Frequently Asked Questions
Will the cotton-wool spot go away?
Usually yes, over weeks to several months (sometimes 6-9 months in diabetes). The spot itself fades, but a small area of nerve fiber loss often remains. This residual thinning rarely produces noticeable symptoms unless many spots have accumulated over time.
Why did my eye doctor send me to my primary care doctor after seeing a cotton-wool spot?
Because the most common causes of a cotton-wool spot - diabetes and hypertension - are systemic problems, not eye problems. The eye is the window where the issue is first visible, but managing the underlying cause prevents future spots and protects the rest of your body, including your kidneys, heart, and brain.
Is a cotton-wool spot the same as a stroke in the eye?
Not the same, but related. A cotton-wool spot is a tiny ischemic-appearing nerve fiber layer lesion, while a retinal artery occlusion is a much larger event with substantial vision loss. Both can reflect compromised retinal blood flow, which is why finding a cotton-wool spot prompts a check for vascular risk factors.
Can I have a cotton-wool spot without diabetes or hypertension?

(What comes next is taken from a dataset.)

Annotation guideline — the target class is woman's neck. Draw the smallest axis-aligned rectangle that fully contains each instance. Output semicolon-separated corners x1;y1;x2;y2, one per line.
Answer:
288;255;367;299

Yes. Cotton-wool spots can occur with autoimmune disease (especially lupus), HIV, embolic disease from the carotids or heart, anemia, leukemia, severe infection, and a number of less common conditions. Your doctor will narrow the differential based on your other history and exam findings.
Are cotton-wool spots dangerous?
The spots themselves are usually not visually dangerous unless they sit centrally or are very numerous. Their importance is what they signal - an underlying condition that, if untreated, can produce more serious eye and systemic problems over time.
References
Medical Disclaimer: This information is for educational purposes only and does not replace professional medical advice, diagnosis, or treatment.
Sources:
- McLeod D. Why cotton wool spots should not be regarded as retinal nerve fibre layer infarcts. Br J Ophthalmol. 2005;89(2):229-237.
- Brown GC, Brown MM, Hiller T, et al. Cotton-wool spots. Retina. 1985;5(4):206-214.
- American Academy of Ophthalmology EyeWiki. Cotton Wool Spots.
- Schmidt D. The mystery of cotton-wool spots - a review of recent and historical descriptions. Eur J Med Res. 2008;13(6):231-266.